Tuesday, July 14, 2026

Which Councils Are Not Listed in "The Rudder" of Saint Nicodemus, and Why?

Protopresbyter Dimitrios Athanasiou | July 14, 2026

 

 

The Omission of the Eighth Ecumenical Council (879-880) from The Rudder

The omission of the Eighth Ecumenical Council (the Council of 879–880 under Photios the Great) from The Rudder of Saint Nicodemus constitutes an exceptionally interesting historical and canonical question, since this omission was not due to ignorance or an undervaluing of the Council on the part of Saint Nicodemus—who had boundless respect for Photios the Great—but to specific historical, editorial, and strategic considerations of his time, at the end of the eighteenth century.

1. The Official Ecclesiastical Numbering of the Period

During the period of Ottoman rule, reference to Seven Ecumenical Councils had become established in the Orthodox East (the last being the Seventh, held at Nicaea in 787). Although the Council of 879–880 possessed all the characteristics and authority of an Ecumenical Council (representatives of all the Patriarchates and of Pope John VIII participated in it, while it also confirmed the Seventh Ecumenical Council), the Orthodox Church had not, at that time, proceeded to an official and solemn proclamation of it as the “Eighth” by any subsequent general council. Consequently, Saint Nicodemus, following the traditional structure of the Byzantine Nomocanons upon which he based his work, retained the classical numbering of the Seven Ecumenical Councils so as not to cause confusion or accusations of innovation.

2. The Fear of Western Reaction and Censorship

The Rudder was printed in Leipzig, Germany, in 1800, at a time when the Orthodox Church was under the Ottoman yoke and did not possess its own free printing presses capable of producing such voluminous works. This meant that the explicit proclamation and analysis of an “Orthodox Eighth Ecumenical Council”—which condemned the Filioque and annulled the decisions of the anti-Photian Council of 869–870 (which the Roman Catholic Church recognizes as its own Eighth Ecumenical Council)—in a book printed in the heart of Europe would have provoked a storm of reactions from the Roman Curia and the Western authorities, placing the publication in immediate danger of confiscation, prohibition of circulation, or even refusal to print it.

3. The Indirect Strategy of Saint Nicodemus

Saint Nicodemus chose a more indirect yet substantive course, for instead of provoking controversy by numbering it the “Eighth Ecumenical Council” (something that would have given the enemies of the Church a pretext to block the work), he included and interpreted the three Sacred Canons of this Council (which convened “in the Church of Hagia Sophia”) and indirectly attributed ecumenical authority to it [in the English edition, under the name “Temple of the Holy Wisdom – trans. note], extolling its authority in his interpretations and referring to Photios the Great with the most laudatory titles, thereby implicitly recognizing that its decisions possess the force of an Ecumenical Council, since they were accepted by the entire Church in both East and West.

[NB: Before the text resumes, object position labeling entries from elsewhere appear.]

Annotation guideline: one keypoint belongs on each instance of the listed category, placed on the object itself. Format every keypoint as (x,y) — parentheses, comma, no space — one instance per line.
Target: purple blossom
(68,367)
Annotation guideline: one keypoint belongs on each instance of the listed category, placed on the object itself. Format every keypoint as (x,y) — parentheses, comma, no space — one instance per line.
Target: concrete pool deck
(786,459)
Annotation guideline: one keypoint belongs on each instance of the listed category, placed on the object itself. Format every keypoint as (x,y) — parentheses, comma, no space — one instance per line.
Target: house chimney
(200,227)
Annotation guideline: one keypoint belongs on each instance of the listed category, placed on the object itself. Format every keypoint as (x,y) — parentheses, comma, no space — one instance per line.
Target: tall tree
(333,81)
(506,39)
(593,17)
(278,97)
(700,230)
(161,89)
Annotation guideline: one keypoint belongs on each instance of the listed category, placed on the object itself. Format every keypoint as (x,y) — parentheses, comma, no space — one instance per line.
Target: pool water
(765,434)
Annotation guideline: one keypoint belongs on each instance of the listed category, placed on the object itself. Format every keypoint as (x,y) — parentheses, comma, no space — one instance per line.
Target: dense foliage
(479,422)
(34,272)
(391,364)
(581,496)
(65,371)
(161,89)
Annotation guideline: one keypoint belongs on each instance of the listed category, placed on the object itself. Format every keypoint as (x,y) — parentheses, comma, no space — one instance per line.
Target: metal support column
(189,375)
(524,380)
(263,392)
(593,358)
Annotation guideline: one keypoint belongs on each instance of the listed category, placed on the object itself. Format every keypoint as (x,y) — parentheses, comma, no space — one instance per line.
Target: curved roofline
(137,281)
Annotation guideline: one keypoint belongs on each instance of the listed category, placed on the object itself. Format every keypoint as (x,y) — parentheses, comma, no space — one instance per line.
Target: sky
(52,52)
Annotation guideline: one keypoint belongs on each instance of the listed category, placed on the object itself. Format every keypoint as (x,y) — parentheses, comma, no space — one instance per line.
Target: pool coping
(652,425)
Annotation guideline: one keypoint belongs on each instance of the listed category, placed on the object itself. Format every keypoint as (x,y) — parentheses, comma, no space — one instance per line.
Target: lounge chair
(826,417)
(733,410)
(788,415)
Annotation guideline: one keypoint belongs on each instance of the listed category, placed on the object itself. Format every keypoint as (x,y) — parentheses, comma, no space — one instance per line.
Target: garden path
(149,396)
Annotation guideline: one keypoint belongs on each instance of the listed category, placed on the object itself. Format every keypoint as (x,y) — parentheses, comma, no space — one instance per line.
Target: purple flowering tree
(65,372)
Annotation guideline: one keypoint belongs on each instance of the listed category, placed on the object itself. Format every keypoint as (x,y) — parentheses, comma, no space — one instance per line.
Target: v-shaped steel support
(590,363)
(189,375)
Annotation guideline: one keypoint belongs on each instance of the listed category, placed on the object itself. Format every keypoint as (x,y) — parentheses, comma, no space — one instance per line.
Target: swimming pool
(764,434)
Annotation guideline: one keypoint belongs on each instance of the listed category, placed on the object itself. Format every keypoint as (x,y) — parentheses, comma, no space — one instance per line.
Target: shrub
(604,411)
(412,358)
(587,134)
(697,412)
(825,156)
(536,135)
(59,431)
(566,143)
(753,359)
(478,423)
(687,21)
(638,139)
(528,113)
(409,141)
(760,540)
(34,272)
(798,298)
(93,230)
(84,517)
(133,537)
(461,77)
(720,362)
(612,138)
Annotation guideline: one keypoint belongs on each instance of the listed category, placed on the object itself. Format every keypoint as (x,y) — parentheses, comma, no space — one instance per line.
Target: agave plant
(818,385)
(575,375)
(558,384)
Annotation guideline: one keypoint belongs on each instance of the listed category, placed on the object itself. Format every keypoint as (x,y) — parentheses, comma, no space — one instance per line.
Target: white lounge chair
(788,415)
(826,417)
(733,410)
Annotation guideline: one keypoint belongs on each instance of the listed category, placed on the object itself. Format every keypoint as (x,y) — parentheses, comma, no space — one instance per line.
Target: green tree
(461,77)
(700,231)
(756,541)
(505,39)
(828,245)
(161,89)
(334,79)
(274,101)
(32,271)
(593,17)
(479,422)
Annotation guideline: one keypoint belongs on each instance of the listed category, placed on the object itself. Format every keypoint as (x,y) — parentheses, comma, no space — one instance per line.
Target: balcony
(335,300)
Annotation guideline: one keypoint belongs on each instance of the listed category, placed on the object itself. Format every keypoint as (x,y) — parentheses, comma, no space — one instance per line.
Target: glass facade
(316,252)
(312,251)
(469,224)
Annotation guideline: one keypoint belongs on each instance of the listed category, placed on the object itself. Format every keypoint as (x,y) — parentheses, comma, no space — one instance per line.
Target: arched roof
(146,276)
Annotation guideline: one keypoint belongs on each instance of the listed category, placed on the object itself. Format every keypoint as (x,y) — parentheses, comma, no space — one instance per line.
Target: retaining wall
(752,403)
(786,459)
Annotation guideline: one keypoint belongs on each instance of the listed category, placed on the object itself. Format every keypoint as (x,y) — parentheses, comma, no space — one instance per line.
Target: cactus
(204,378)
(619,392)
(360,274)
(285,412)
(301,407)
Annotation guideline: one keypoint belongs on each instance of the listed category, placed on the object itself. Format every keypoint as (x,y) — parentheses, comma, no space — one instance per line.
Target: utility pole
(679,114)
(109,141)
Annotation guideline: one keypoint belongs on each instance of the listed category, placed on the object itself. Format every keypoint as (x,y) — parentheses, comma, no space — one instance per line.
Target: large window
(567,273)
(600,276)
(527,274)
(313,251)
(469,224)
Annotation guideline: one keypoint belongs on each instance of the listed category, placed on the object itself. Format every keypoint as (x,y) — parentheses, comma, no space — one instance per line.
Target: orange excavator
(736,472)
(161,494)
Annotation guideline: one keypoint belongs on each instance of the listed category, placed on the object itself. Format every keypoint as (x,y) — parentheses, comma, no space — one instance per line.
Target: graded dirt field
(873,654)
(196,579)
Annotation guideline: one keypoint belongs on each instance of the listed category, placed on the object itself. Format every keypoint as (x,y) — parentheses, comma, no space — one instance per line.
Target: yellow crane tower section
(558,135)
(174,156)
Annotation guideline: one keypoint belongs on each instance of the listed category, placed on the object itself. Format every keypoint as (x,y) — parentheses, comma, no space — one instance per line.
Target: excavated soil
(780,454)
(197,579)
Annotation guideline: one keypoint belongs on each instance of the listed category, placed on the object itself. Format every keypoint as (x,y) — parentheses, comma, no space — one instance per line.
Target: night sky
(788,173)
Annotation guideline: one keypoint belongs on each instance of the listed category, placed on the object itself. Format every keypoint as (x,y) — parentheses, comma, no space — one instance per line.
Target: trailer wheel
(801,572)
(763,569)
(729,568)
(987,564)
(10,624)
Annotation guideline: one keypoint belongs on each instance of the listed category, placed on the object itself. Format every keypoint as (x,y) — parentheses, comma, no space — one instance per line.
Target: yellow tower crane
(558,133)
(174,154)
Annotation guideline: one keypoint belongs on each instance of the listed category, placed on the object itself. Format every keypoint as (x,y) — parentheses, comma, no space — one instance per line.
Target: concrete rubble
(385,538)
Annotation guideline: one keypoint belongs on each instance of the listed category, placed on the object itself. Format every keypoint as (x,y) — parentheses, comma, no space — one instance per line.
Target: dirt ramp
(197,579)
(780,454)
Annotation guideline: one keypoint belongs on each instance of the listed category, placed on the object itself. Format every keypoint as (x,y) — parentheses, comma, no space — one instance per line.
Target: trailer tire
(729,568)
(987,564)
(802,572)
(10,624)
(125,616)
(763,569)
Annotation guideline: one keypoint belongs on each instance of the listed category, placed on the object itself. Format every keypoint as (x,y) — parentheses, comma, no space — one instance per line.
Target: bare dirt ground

4. Summary Concerning the Council of 879-880.

The omission of any reference to the Council of 879–880 as the “Eighth Ecumenical Council” in The Rudder was a necessary historical and editorial concession (economy) of the period, so that this monumental work might succeed in being printed in the West and reach safely the hands of the subjugated Orthodox, without, however, diminishing in the slightest the dogmatic and canonical value of the decisions of Photios the Great.

Which Other Councils are Not Included, and Why

In order to understand why many important Councils are absent (such as, for example, the Hesychast/Palamite Councils of the fourteenth century or other local councils), we must clarify that The Rudder is neither a historical book nor a collection of theological decisions, but the “Nomocanonical” book of the Church. Consequently, its contents were selected according to strict criteria concerning the distinction between “Canons” (which regulate administration and order) and “Dogmas” (which define the Faith), since dogmatic decisions (such as those of the Councils of 1341 and 1351 under Saint Gregory Palamas concerning the Uncreated Light) did not produce canonical legislation and therefore had no place in a practical guide.

The Practical Purpose and Consolidation of the Canons

Saint Nicodemus compiled The Rudder as a functional handbook for practical use by spiritual fathers and clergy, avoiding turning it into a vast and difficult-to-understand historical encyclopedia. He based it on the principle that the canonical tradition of the Church had been crystallized in the Canons of the Ecumenical Councils and the important Local Councils of the first millennium, while later councils merely repeated or applied the already existing Canons. He therefore selected the “classical” Canons, which cover 99% of everyday cases.

Why Only Certain Local Councils Were Included

The reason why Local Councils such as those of Carthage or Gangra were included is that they produced very specific and practical Canons (e.g., concerning marriage, monks, and fasting) that were absent from the other texts. This means that the Councils which are absent were not omitted because they are less important, but because they were purely dogmatic, did not produce new Canons governing daily life, and the practical character of the book had to be preserved—as the “Penal Code” of the Church, regulating life, rather than as a historical archive of theological discussions.